Le discours de la mixité sociale et du « vivre ensemble » permet de masquer la brutalité sociale des politiques municipales. Les rapports de classe et les intérêts antagonistes sont dissimulés. « La ville petite bourgeoise est un décor de spectacle, un objet de consommation, le tout dans un univers de plus en plus sécuritaire. Les quartiers populaires ne sont presque plus qu’un décor pour café branché, loin du creuset de mobilisation et d’émancipation qu’ils ont pu être », décrit Anne Clerval.

Cette universitaire observe bien que la dénonciation des politiques municipales semble limitée. Pour lutter contre la gentrification il faut remettre en cause le mode de production capitaliste de la ville. « La réappropriation de la ville supposerait le réinvestissement d’un champ politique plus large que la seule action publique telle qu’elle est définie par la démocratie libérale », analyse Anne Clerval.

Cette étude universitaire révèle ici également sa limite. Anne Clerval se place dans les pas d’Henri Lefebvre pour ouvrir la réflexion.
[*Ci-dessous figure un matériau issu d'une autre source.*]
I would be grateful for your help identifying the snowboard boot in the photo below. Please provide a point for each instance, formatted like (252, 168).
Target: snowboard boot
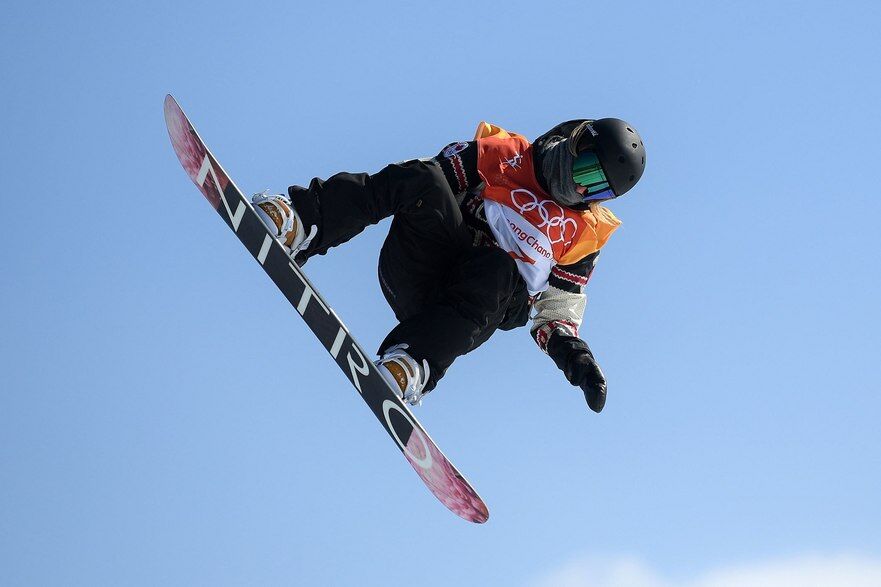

Mais cet intellectuel marxiste ne se contentait pas d’observer uniquement les dernières évolutions de l’espace urbain. Comme les situationnistes, il développe une critique radicale de l’urbanisme et de l’emprise de la logique marchande sur la vie quotidienne. Le Groupe d'Action pour la Recomposition de l'Autonomie Prolétarienne (Garap) analyse la limite des travaux universitaires sur la ville. Cette analyse de la gentrification demeure une critique partielle et limitée. L'urbanisme participe à la séparation et à la destruction des relatiosn humaines. La lutte contre la gentrification et l'urbanisme doit alors directement remettre en cause tous les aspects de l’existence.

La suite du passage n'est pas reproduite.